All Products
Search
Document Center

Container Service for Kubernetes:AI Serving Stack

Last Updated:Aug 25, 2025

As large language models (LLMs) become more prevalent, deploying and managing them efficiently, reliably, and at scale in production is a major challenge for businesses. The Cloud-native AI Serving Stack is an end-to-end solution built on Container Service for Kubernetes and designed specifically for cloud-native AI inference. The stack addresses the entire lifecycle of LLM inference and provides integrated features such as deployment management, smart routing, automatic scaling, and deep observability. The Cloud-native AI Serving Stack helps you manage complex cloud-native AI inference scenarios, whether you are just starting or running large-scale AI operations.

image.png

Core features

The Cloud-native AI Serving Stack makes running LLM inference services on Kubernetes easier and more efficient. It uses innovative workload designs, fine-grained scaling, deep observability, and powerful extension mechanisms. The AI Serving Stack has the following core features.

Feature

Description

References

Supports single-node LLM inference

You can use a StatefulSet to deploy an LLM inference service. This supports single-node, single-GPU and single-node, multi-GPU deployments.
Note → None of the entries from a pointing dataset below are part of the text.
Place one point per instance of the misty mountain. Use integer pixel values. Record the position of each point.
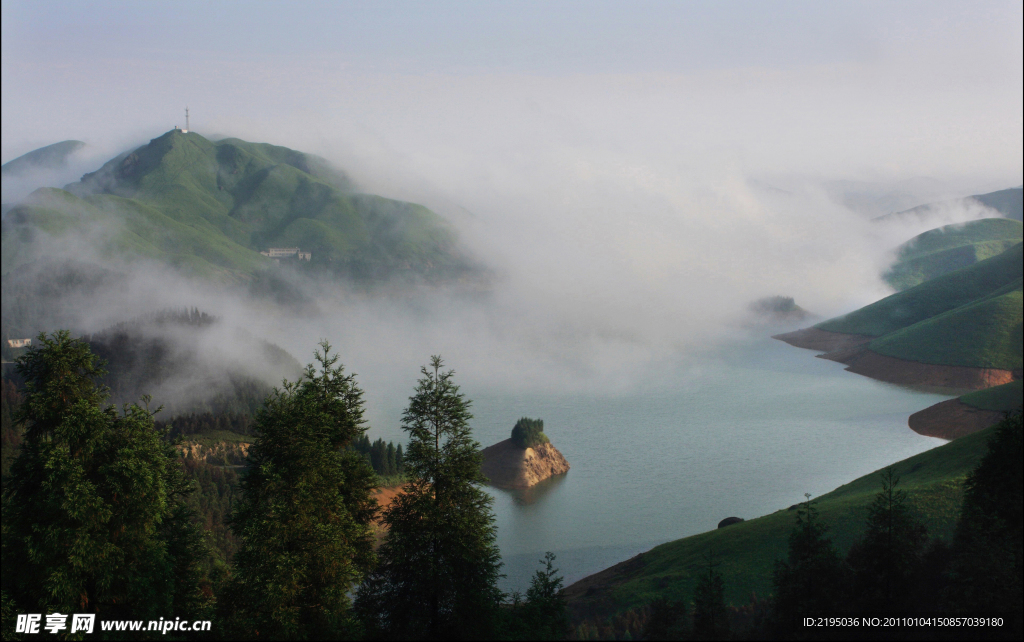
(970, 316)
(189, 361)
(209, 208)
(50, 157)
(1008, 202)
(944, 249)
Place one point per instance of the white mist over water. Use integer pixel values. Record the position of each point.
(634, 175)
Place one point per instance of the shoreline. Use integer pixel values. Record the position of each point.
(853, 351)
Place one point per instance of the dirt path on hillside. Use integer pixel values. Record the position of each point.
(853, 350)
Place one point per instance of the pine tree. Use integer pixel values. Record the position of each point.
(304, 516)
(887, 559)
(987, 551)
(711, 617)
(93, 518)
(811, 581)
(438, 565)
(391, 466)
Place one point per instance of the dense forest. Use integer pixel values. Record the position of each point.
(281, 545)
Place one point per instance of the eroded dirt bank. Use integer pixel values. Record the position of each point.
(951, 419)
(853, 350)
(508, 466)
(892, 370)
(821, 340)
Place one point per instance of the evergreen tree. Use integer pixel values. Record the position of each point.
(438, 565)
(93, 514)
(811, 581)
(667, 619)
(546, 612)
(392, 468)
(304, 517)
(711, 617)
(987, 548)
(887, 560)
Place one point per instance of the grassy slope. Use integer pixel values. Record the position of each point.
(1009, 202)
(932, 298)
(951, 247)
(1009, 396)
(748, 550)
(984, 334)
(212, 206)
(48, 157)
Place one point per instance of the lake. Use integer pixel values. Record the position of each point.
(745, 432)
(744, 429)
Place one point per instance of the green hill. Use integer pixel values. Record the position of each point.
(1008, 202)
(44, 158)
(1009, 396)
(748, 550)
(933, 297)
(986, 333)
(951, 247)
(210, 208)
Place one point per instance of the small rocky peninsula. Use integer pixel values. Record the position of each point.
(524, 459)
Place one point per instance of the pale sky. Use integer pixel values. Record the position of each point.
(843, 88)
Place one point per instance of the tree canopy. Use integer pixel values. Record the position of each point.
(438, 564)
(94, 519)
(528, 433)
(304, 516)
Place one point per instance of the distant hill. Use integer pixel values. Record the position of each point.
(50, 157)
(951, 247)
(1008, 202)
(971, 316)
(211, 207)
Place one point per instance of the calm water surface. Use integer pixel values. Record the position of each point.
(745, 431)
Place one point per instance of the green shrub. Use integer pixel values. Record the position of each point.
(528, 433)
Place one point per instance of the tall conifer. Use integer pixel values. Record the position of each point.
(304, 517)
(93, 517)
(438, 565)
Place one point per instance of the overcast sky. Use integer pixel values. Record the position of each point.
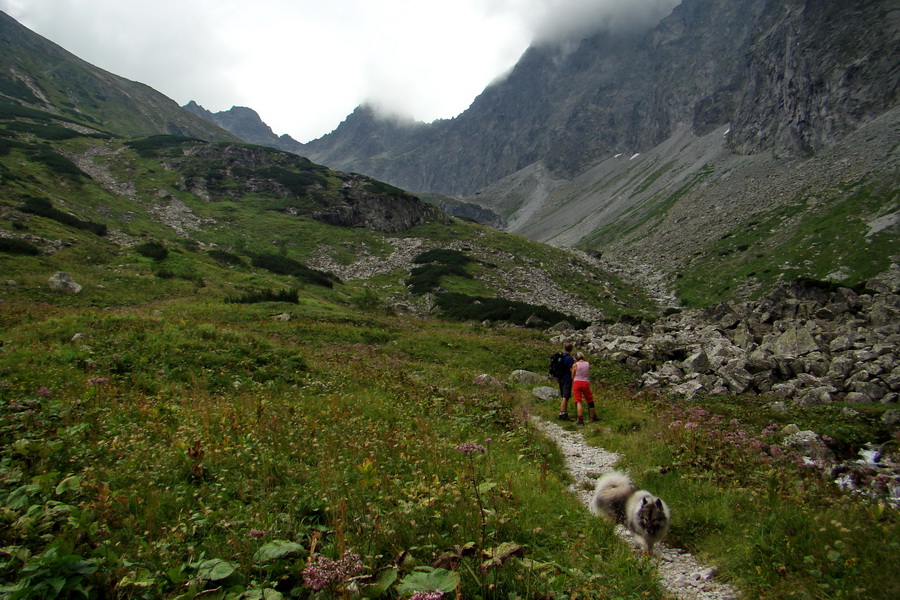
(304, 65)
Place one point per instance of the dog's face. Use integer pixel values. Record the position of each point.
(652, 516)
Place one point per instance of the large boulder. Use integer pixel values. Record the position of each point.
(63, 283)
(527, 377)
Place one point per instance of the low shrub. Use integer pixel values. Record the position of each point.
(153, 249)
(445, 256)
(42, 207)
(266, 295)
(427, 278)
(17, 246)
(154, 145)
(226, 257)
(468, 308)
(283, 265)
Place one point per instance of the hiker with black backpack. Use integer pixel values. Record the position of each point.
(561, 367)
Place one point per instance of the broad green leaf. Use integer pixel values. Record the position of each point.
(215, 569)
(20, 497)
(428, 581)
(486, 487)
(275, 550)
(263, 594)
(384, 581)
(69, 484)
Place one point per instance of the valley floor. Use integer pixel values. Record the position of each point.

Deploy a single-node LLM inference service

Supports multi-node distributed LLM inference

You can use a LeaderWorkerSet to deploy a multi-node, multi-GPU distributed inference service.

Supports PD separation deployment for various inference engines

Different inference engines implement PD separation using various architectures and deployment methods. The AI Serving Stack uses RoleBasedGroup as a unified workload to deploy these PD separation architectures.

  • Deploy an SGLang PD separation inference service

  • Deploy a Dynamo PD separation inference service

Elastic scaling

Balancing cost and performance is crucial for LLM services. The AI Serving Stack provides industry-leading, multi-dimensional, and multi-layer automatic scaling capabilities.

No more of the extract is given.